DeepSeek took off as an AI superstar a year ago – but could it also be a major security risk? These experts think so

  • Experts find DeepSeek-R1 produces dangerously insecure code when political terms are included in prompts
  • Half of the politically sensitive prompts trigger DeepSeek-R1 to refuse to generate any code
  • Hard-coded secrets and insecure input handling frequently appear under politically charged prompts

When it released in January 2025, DeepSeek-R1, a Chinese large language model (LLM) caused a frenzy and has since been widely adopted as a coding assistant.

However, independent tests by CrowdStrike claim the model’s output can vary significantly depending on seemingly irrelevant contextual modifiers.

The team tested 50 coding tasks across multiple security categories with 121 trigger-word configurations, with each prompt run five times, totaling 30,250 tests, and the responses were evaluated using a vulnerability score from 1 (secure) to 5 (critically vulnerable).

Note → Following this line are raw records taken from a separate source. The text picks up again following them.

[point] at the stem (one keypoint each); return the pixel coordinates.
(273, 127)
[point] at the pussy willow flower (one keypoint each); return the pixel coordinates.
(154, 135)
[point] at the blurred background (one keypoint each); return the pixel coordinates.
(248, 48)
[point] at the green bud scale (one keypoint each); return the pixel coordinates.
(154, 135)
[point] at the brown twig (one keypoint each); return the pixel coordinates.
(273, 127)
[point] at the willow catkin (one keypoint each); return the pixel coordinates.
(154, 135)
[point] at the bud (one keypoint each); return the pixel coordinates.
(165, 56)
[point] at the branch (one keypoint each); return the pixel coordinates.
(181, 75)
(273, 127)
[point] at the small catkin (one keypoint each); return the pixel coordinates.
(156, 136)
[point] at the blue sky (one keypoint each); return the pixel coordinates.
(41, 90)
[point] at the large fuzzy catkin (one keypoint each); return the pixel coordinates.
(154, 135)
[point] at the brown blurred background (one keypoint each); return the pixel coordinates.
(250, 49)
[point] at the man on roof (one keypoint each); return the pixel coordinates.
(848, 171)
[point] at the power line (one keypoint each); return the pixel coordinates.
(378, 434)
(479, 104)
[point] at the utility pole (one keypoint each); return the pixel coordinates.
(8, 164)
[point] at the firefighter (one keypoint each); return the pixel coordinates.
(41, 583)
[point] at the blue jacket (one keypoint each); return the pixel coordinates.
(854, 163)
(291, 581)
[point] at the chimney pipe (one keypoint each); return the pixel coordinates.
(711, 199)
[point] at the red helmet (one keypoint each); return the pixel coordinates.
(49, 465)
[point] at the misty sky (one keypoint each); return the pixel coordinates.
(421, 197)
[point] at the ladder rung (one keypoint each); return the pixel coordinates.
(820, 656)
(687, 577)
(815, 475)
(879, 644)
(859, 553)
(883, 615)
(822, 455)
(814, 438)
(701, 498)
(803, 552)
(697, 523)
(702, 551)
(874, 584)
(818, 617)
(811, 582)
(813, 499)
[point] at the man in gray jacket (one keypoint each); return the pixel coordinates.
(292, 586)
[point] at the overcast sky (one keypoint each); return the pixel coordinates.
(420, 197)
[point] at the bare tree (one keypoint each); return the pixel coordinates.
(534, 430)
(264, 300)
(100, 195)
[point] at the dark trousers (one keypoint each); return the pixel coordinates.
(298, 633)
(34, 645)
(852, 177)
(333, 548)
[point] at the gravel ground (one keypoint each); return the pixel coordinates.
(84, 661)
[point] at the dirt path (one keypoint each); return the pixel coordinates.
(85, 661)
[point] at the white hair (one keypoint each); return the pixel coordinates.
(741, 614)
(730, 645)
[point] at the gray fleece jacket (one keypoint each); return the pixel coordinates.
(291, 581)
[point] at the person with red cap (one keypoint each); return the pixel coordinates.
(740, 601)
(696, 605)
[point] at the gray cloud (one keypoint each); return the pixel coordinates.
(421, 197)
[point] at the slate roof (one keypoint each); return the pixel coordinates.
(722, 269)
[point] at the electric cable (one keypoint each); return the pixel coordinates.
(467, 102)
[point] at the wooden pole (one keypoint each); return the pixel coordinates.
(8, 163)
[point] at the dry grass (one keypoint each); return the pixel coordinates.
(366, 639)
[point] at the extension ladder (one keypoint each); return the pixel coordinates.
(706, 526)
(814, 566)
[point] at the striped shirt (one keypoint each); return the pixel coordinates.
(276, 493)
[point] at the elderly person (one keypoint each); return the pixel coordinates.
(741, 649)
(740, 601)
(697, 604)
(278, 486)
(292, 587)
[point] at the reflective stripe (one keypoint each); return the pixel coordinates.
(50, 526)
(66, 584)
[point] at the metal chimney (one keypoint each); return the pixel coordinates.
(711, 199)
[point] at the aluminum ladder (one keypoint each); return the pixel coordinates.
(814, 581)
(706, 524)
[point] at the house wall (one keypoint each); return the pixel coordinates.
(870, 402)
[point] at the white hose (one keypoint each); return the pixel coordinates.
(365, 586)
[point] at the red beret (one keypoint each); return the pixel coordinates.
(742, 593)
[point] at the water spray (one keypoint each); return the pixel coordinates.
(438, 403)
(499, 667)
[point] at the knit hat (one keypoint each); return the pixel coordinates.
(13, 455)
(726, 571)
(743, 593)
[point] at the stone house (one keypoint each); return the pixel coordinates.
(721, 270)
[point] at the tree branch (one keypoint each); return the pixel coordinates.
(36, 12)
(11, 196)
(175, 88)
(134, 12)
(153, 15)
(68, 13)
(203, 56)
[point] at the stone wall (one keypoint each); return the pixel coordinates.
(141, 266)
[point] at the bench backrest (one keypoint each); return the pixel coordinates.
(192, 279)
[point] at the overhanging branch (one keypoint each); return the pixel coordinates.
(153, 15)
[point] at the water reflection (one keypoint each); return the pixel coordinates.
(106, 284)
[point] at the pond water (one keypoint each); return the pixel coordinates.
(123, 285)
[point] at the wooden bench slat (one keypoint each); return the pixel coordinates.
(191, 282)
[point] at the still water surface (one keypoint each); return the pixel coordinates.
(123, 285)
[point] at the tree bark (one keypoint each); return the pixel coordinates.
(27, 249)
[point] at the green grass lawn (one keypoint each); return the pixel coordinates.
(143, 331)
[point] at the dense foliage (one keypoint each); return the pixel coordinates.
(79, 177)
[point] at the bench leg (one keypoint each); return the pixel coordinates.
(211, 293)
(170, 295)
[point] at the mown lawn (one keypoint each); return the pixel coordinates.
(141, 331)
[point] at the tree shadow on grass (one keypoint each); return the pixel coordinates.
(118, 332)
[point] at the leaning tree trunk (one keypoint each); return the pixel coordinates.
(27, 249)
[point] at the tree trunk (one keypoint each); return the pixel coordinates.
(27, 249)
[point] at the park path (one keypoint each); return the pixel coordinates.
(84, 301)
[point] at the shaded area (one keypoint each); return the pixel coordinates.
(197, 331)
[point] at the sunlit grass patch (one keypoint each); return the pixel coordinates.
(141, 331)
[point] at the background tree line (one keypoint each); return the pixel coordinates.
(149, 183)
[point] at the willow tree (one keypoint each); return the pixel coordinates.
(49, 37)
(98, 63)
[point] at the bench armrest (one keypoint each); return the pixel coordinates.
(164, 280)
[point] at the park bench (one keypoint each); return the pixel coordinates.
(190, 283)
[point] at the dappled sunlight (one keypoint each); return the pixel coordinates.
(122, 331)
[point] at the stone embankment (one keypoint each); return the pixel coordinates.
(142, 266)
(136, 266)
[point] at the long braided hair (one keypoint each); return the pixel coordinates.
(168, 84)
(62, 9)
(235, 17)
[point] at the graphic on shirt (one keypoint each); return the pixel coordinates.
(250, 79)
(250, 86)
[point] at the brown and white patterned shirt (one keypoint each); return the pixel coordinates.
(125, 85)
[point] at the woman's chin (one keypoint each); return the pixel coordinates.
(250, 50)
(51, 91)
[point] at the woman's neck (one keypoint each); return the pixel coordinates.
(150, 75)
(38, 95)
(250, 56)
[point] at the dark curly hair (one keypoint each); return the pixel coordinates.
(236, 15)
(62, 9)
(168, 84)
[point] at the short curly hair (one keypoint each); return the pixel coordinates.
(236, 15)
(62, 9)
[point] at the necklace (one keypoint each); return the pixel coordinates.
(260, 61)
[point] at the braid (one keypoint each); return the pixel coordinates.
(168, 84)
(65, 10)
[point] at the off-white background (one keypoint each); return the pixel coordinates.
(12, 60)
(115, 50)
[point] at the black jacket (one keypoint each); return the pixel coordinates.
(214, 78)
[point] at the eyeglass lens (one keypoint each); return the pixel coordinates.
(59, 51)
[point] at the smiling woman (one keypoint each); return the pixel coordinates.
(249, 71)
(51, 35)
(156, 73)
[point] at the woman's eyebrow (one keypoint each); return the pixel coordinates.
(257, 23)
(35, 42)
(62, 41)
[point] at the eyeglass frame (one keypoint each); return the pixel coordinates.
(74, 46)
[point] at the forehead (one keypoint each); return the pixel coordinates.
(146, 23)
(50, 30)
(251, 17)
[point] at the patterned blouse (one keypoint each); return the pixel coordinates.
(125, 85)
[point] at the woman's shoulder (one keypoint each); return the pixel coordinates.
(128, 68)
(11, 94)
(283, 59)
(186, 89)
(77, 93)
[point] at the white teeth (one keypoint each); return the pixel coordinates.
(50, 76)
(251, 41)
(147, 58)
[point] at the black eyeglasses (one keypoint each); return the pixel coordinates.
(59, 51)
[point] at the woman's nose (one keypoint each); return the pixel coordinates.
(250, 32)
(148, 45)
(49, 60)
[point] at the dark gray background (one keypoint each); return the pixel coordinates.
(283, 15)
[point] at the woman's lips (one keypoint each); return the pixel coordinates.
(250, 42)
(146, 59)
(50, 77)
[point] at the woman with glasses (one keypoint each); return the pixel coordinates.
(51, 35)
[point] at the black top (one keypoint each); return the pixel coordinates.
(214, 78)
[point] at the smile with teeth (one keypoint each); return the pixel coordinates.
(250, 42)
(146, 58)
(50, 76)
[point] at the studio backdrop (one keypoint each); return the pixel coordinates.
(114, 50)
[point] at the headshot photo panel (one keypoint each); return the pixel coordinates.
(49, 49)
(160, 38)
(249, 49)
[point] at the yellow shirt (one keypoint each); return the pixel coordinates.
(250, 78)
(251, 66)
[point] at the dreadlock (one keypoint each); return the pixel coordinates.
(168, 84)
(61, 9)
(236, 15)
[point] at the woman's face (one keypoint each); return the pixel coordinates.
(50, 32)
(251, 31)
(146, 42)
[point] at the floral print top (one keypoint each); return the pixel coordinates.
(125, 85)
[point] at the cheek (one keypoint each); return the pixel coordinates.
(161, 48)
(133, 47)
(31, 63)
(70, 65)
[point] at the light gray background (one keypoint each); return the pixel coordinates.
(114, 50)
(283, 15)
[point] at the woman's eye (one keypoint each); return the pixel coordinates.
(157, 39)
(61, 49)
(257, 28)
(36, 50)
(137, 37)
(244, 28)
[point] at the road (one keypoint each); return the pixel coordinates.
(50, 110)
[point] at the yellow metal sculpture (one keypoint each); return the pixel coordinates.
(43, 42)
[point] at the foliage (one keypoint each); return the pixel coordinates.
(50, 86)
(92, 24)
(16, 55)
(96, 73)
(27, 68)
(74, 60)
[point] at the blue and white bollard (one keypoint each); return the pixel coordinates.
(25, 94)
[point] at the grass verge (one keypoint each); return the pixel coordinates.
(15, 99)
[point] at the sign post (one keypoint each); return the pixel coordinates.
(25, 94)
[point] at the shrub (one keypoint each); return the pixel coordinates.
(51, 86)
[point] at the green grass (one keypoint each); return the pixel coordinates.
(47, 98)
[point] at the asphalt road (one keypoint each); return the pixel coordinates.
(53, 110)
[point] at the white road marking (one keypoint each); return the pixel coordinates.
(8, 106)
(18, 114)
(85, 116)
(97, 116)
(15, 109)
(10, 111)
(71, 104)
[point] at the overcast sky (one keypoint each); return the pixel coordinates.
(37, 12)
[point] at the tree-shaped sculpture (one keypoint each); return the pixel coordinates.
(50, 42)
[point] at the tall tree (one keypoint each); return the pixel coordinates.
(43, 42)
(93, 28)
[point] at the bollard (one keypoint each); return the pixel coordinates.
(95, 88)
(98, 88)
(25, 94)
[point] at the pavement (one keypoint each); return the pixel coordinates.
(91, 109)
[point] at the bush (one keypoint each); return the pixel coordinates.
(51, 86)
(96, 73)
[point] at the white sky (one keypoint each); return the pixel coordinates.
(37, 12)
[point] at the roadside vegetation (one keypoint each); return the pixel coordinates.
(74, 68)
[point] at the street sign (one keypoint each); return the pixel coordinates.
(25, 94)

Politically sensitive topics corrupt output

The report reveals that when political or sensitive terms such as Falun Gong, Uyghurs, or Tibet were included in prompts, DeepSeek-R1 produced code with serious security vulnerabilities.

These included hard-coded secrets, insecure handling of user input, and in some cases, completely invalid code.

The researchers claim these politically sensitive triggers can increase the likelihood of insecure output by 50% compared to baseline prompts without such words.

In experiments involving more complex prompts, DeepSeek-R1 produced functional applications with signup forms, databases, and admin panels.

However, these applications lacked basic session management and authentication, leaving sensitive user data exposed – and across repeated trials, up to 35% of implementations included weak or absent password hashing.

Simpler prompts, such as requests for football fan club websites, produced fewer severe issues.

CrowdStrike, therefore, claims that politically sensitive triggers disproportionately impacted code security.

The model also demonstrated an intrinsic kill switch – as in nearly half of the cases, DeepSeek-R1 refused to generate code for certain politically sensitive prompts after initially planning a response.

Examination of the reasoning traces showed the model internally produced a technical plan but ultimately declined assistance.

The researchers believe this reflects censorship built into the model to comply with Chinese regulations, and noted the model’s political and ethical alignment can directly affect the reliability of the generated code.

For politically sensitive topics, LLMs generally tend to give the ideas of mainstream media, but this could be in stark contrast with other reliable news outlets.

DeepSeek-R1 remains a capable coding model, but these experiments show that AI tools, including ChatGPT and others, can introduce hidden risks in enterprise environments.

Organizations relying on LLM-generated code should perform thorough internal testing before deployment.

Also, security layers such as a firewall and antivirus remain essential, as the model may produce unpredictable or vulnerable outputs.

Biases baked into the model weights create a novel supply-chain risk that could affect code quality and overall system security.